The inflammatory state is usually associated with redness, swelling and pain. It is a sign that something is wrong due to an injury or infection. If a virus, bacteria or parasite enter the body, inflammation attacks any tissue that may have been infected. Inflammation is also the way the body responds to trauma and injury in order to repair itself. Medicines are prescribed to reduce the inflammation and attempts are made to decrease tissue destruction. Although, pain medicine can be very effective at providing temporary relief, they do not stop what is causing the inflammation. Often, anti-inflammatory drugs can cause harmful side effects.
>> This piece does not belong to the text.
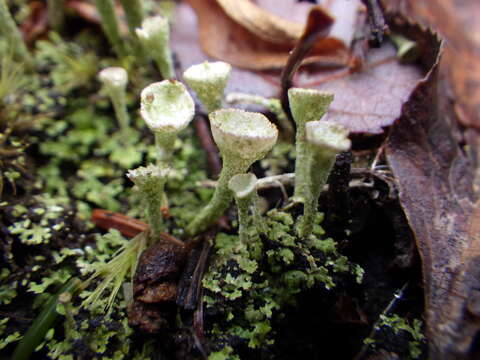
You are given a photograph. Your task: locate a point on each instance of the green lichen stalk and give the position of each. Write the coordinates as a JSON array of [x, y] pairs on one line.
[[114, 80], [56, 14], [208, 80], [10, 31], [106, 9], [222, 197], [243, 187], [325, 140], [242, 138], [155, 38], [306, 105], [134, 13], [151, 181]]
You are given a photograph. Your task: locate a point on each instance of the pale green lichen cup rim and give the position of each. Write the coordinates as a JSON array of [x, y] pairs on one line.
[[243, 185], [166, 106], [113, 76], [246, 134], [207, 72]]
Silent Inflammation is inflammation without any known sickness or pain that is attacking internal body tissues including the heart, lungs and organs and leading to chronic diseases. Silent inflammation kills, whereas, classic inflammation hurts. Silent inflammation is demonstrated by a disproportionate ratio of aracadonic acids and eicosapentaenoic acids. When these hormones are in balance there is wellness. If pro inflammatory eicosanoids continue to be generated after the effective time, they will bring destruction to healthy tissues, cells and blood vessels. When the pro inflammatory hormones are dominant there is silent inflammation leading to chronic diseases.

Silent inflammation can remain hidden for years. Like a poison, it seeps into all of the body’s systems causing destruction to cells, immune system, and major organs.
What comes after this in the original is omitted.